The Kenyan economy has capped the end of 2015 on a high note with latest government data showing the country’s economy expanded by 5.8 per cent during the third quarter of 2015 compared to 5.2 per cent recorded during a similar period in 2014.
Provisional estimates of Gross Domestic Product released by the Kenya National Bureau of Statistics, (KNBS) on Tuesday showed that growth was mainly supported by agriculture, construction, financial and insurance sectors as well as wholesale, retail trade, transport and storage.
The World Bank, the International Monetary Fund and the National Treasury had late this year all trimmed Kenya’s 2015 growth forecast due to the volatile shilling, weak revenues and sluggish exports.
However according to the KNBS statistics, the construction industry recorded the fastest growth of 14.1 per cent followed by mining and quarrying, electricity supply and financial and insurance with growths of 12.5 per cent, 11.0 per cent and 10.1 per cent, respectively. These shored up the economy.
Accommodation and food services (hotels and restaurants), however, continued on the decline that started last year.
The data shows that during the quarter, most of the macro-economic indicators remained relatively stable.
Inflation eased to an average of 6.14 per cent from 7.54 per cent recorded in the corresponding quarter of 2014 mainly due a fall in transportation costs in line with the global decline of oil prices.
“Globally, Murban ADNOC crude oil prices halved to average at $51.05 per barrel during the quarter under review compared to $103.9 in the same quarter of 2014.

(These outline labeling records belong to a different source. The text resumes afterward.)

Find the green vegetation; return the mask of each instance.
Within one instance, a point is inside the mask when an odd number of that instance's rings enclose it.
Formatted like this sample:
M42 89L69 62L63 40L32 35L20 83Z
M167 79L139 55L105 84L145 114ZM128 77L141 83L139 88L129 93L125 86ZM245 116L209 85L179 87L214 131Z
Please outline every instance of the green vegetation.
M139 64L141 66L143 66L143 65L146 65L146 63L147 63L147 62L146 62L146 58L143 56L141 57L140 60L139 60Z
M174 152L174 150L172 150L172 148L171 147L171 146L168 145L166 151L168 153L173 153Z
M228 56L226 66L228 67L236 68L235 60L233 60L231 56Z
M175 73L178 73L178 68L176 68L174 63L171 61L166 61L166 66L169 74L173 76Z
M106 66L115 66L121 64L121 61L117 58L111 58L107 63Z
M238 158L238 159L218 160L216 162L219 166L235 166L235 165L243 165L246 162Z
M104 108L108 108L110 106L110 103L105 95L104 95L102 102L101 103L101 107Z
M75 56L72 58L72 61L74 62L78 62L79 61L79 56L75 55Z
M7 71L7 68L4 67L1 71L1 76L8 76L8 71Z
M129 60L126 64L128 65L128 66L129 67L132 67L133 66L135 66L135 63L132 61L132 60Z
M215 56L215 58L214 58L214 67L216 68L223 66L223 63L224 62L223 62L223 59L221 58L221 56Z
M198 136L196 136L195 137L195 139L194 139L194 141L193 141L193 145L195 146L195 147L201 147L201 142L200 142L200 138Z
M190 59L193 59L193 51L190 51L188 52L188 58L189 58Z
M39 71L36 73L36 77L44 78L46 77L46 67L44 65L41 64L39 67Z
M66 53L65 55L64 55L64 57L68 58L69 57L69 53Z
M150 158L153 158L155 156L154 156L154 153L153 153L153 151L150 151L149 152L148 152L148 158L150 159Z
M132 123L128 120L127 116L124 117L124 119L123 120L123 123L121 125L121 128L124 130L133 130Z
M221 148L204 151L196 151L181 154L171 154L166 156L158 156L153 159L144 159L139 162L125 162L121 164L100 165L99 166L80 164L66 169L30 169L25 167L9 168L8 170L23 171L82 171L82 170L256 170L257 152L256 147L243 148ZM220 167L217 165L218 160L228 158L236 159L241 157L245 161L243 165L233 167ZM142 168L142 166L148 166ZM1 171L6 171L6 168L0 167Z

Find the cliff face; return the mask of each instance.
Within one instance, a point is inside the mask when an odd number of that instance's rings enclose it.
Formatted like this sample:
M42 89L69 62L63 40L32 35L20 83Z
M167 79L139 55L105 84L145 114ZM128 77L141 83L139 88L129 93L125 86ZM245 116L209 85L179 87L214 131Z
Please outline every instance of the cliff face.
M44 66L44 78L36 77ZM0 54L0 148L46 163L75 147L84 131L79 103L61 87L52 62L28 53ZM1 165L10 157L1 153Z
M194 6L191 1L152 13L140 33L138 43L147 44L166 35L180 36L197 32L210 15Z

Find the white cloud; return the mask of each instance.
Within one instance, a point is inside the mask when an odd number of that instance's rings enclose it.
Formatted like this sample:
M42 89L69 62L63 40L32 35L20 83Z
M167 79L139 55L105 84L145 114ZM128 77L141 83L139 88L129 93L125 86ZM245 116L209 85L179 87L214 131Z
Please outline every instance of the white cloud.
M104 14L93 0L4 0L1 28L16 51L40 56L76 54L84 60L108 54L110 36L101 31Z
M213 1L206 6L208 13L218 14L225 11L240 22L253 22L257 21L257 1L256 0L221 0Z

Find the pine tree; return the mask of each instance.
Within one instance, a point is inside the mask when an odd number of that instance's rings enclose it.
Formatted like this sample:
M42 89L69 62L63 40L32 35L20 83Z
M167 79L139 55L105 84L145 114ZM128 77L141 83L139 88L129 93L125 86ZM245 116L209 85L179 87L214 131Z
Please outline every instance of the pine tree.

Domestically, the retail prices for light diesel declined by 20.0 per cent over the same period,” said KNBS.
The statistics showed that in the money market, the Kenyan shilling strengthened against the Euro, Yen, South African Rand, Ugandan shilling and the Tanzanian shilling but weakened against the US Dollar and the Sterling Pound during the third quarter of 2015 compared to a similar period in 2014.
At the same time, despite an increase of the Central Bank Rate (CBR), the statistics showed that the weighted interest rates on commercial banks loans and advances declined by 0.61 percentage points to average at 15.79 per cent during the quarter under review compared to 16.40 per cent in the same quarter of 2014.
“The CBR was adjusted from 8.50 per cent, that prevailed in the first half of 2015, to 10.0 per cent in June and later to 11.5 per cent in July 2015,” KNBS said.
However, the volume of stocks traded at the Nairobi Securities Exchange (NSE) declined significantly to an average of 4,251 shares compared to 5,100 shares traded during a similar quarter of 2014.
During the review period, the value of total exports increased by 23.2 per cent while the import bill declined by 9.7 per cent, resulting to narrowing of the current account deficit by Sh86.5 billion compared to the same quarter in 2014.
Ahead of the release of the statistics, National Treasury Cabinet Secretary Henry Rotich exuded optimism of a better year ahead for the economy insisting it will exhibit resilience in the face of global shocks.
“Looking ahead in 2016 and near-term, our economy will remain resilient and we should see our economy growing by at least over 6 per cent on the back of favourable weather, recovery in tourism, and continued strong investment as the business environment improves.
Completion or near-completion of several infrastructure projects initiated by the Jubilee administration including the standard gauge railway should accelerate growth,” he told the Nation.